Die Tassili n’Ajjer (mazirisch ⵜⴰⵙⵉⵍⵉ ⵏ ⴰⵊⵊⵔ Tasili n Ajjer, arabisch طاسيلي ناجّر, DMG Ṭāsīlī nāǧǧar) ist eine Gebirgskette in der Sahara in Südost-Algerien und bildet die nordwestliche Grenze des Tschadbeckens. Sie verläuft etwa 500 km von 26° 20′ N, 5° 0′ O ostsüdöstlich bis 24° 0′ N, 10° 0′ O. Der höchste Punkt ist der Dschebel Azao mit 2158 m bei 25° 12′ N, 8° 7′ O. Die nächste Stadt ist Djanet, welche etwa zehn Kilometer südöstlich der Kette liegt. Diese besteht größtenteils aus Sandstein. Erosion hat in dem Gebiet neben anderen sehenswerten Formen fast 300 Steinbögen gebildet.

Vegetation[Bearbeiten | Quelltext bearbeiten]

Wegen der Höhenlage und der wasserspeichernden Eigenschaften des Sandsteins ist die Vegetation etwas reicher als in der umliegenden Wüste. Dazu gehört ein sehr lichter Baumbestand aus der gefährdeten, endemischen Sahara-Zypresse (Cupressus dupreziana) und der Sahara-Myrte (Myrtus nivellei) in den höheren Lagen im Osten des Gebietes.

Felsmalereien[Bearbeiten | Quelltext bearbeiten]

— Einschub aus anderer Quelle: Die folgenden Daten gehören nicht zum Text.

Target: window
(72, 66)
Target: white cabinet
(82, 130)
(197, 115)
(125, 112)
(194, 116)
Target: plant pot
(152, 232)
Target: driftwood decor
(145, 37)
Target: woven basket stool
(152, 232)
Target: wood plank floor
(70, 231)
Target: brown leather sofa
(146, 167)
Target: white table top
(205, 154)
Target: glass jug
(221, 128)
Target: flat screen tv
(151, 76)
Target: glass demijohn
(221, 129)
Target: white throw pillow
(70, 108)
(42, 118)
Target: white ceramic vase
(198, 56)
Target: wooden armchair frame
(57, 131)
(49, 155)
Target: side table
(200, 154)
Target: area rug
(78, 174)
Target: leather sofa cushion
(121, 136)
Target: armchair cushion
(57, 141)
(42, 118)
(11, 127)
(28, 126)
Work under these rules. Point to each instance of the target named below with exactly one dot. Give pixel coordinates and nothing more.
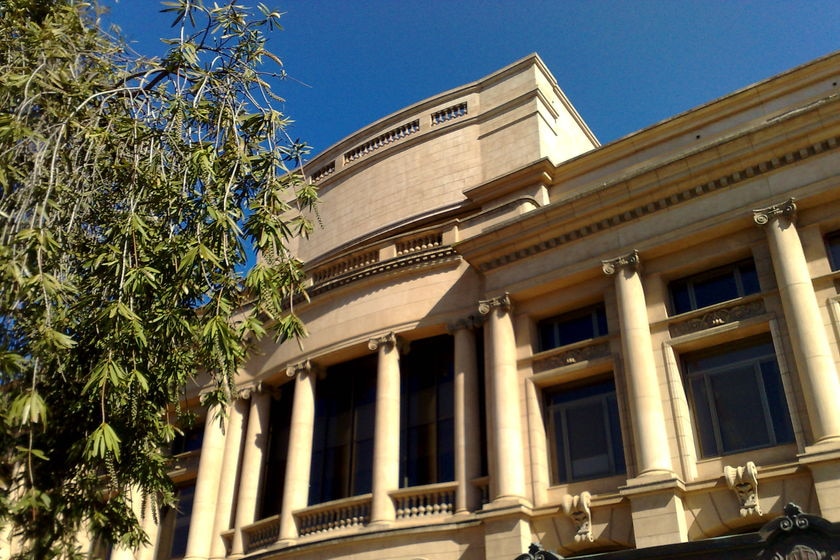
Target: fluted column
(253, 463)
(386, 436)
(229, 476)
(647, 414)
(811, 350)
(467, 432)
(504, 405)
(299, 457)
(206, 488)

Die Tassili n’Ajjer ist auch für die prähistorischen Felsmalereien und andere archäologische Fundstätten aus dem neolithischen Pluvial bekannt. Altersbestimmungen mit der Radiokarbonmethode sind nicht möglich, da keine organischen Pigmente verwendet wurden. Eine Thermolumineszenzdatierung (OSL) des Bodens unmittelbar vor 13 Felsmalereien ergab ein Alter nicht über 9–10.000 Jahre.[1] Dargestellt sind unter anderem Elefanten, Giraffen und Krokodile,[2] sowie Pastoralismus mit Rinderhaltung. Damals war das lokale Klima viel feuchter und eher savannenartig als wüstenartig. Weltweit bekannt wurden die Felsmalereien durch die Veröffentlichungen von Abbildungen durch die beiden französischen Archäologen Henri Breuil (1954)[3] und Henri Lhote (1959)[4].

Schutzpark[Bearbeiten | Quelltext bearbeiten]

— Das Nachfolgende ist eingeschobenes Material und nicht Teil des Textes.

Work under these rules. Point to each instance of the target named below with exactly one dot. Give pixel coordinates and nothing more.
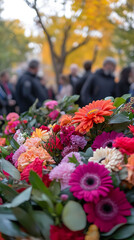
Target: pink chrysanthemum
(62, 173)
(105, 140)
(91, 181)
(69, 149)
(109, 211)
(70, 155)
(125, 145)
(79, 141)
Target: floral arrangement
(68, 175)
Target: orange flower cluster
(92, 113)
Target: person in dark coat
(80, 83)
(6, 93)
(29, 88)
(123, 85)
(101, 84)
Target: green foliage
(73, 216)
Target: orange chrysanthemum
(30, 155)
(65, 119)
(92, 113)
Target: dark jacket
(98, 86)
(28, 89)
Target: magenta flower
(91, 181)
(109, 211)
(105, 140)
(78, 141)
(62, 173)
(54, 114)
(51, 104)
(70, 155)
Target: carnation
(62, 173)
(79, 141)
(60, 233)
(54, 114)
(70, 155)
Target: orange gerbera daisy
(65, 119)
(92, 113)
(30, 155)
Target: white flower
(110, 157)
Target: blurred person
(101, 84)
(29, 88)
(87, 67)
(73, 76)
(67, 89)
(124, 83)
(8, 95)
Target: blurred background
(61, 32)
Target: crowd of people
(90, 86)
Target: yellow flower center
(93, 111)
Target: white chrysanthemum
(110, 157)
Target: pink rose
(54, 114)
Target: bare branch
(86, 40)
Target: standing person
(28, 88)
(73, 76)
(123, 85)
(80, 83)
(66, 89)
(7, 93)
(101, 84)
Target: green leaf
(55, 188)
(124, 232)
(73, 216)
(14, 144)
(21, 198)
(7, 192)
(27, 220)
(74, 160)
(10, 229)
(119, 101)
(10, 169)
(37, 183)
(42, 199)
(119, 118)
(44, 222)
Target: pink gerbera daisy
(91, 181)
(109, 211)
(105, 140)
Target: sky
(17, 9)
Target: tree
(14, 45)
(65, 34)
(124, 32)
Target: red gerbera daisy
(91, 181)
(92, 113)
(125, 145)
(109, 211)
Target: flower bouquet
(69, 177)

Ein großer Teil der Gebirgskette (72.000 km2), einschließlich der Zypressen und archäologischen Fundstätten, wurden 1972 durch einen Nationalpark geschützt, der seit 1982 als Weltkulturerbe und Weltnaturerbe anerkannt ist.[5] Er wurde 1986 auch als Biosphärenreservat ausgewiesen.[1]

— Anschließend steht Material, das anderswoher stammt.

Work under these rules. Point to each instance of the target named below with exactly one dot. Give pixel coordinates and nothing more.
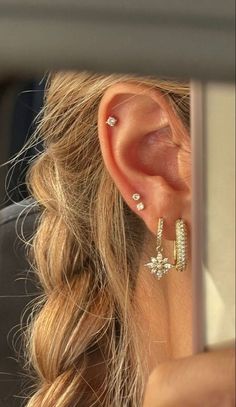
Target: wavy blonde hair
(83, 343)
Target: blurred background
(20, 103)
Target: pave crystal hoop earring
(161, 265)
(180, 245)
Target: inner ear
(156, 153)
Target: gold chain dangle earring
(160, 265)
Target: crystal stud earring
(140, 206)
(111, 121)
(136, 197)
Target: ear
(147, 152)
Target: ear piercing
(160, 265)
(136, 197)
(111, 121)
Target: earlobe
(143, 153)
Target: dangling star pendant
(159, 265)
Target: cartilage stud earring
(111, 121)
(136, 196)
(140, 206)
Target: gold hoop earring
(160, 265)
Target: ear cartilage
(140, 206)
(111, 121)
(136, 196)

Bewohner[Bearbeiten | Quelltext bearbeiten]

Die Bewohner des Berglandes und der umliegenden Wüstengebiete gehören zur Tuareg-Konföderation der Kel Ajjer (Leute von Ajjer).[6] Ihre Kultur wurde erstmals zwischen 1850 und 1860 von den Afrikaforschern Heinrich Barth und Henri Duveyrier erforscht und beschrieben. Das islamische Neujahr (Aschura) feiern sie mit dem zehntägigen Sebiba-Fest in Djanet.

Literatur[Bearbeiten | Quelltext bearbeiten]

  • Jürgen F. Kunz: Verborgene Schätze der Sahara. 10.000 Jahre Kunst und Geschichte. Beilngries 2009, ISBN 978-3-932113-53-6.

Einzelnachweise[Bearbeiten | Quelltext bearbeiten]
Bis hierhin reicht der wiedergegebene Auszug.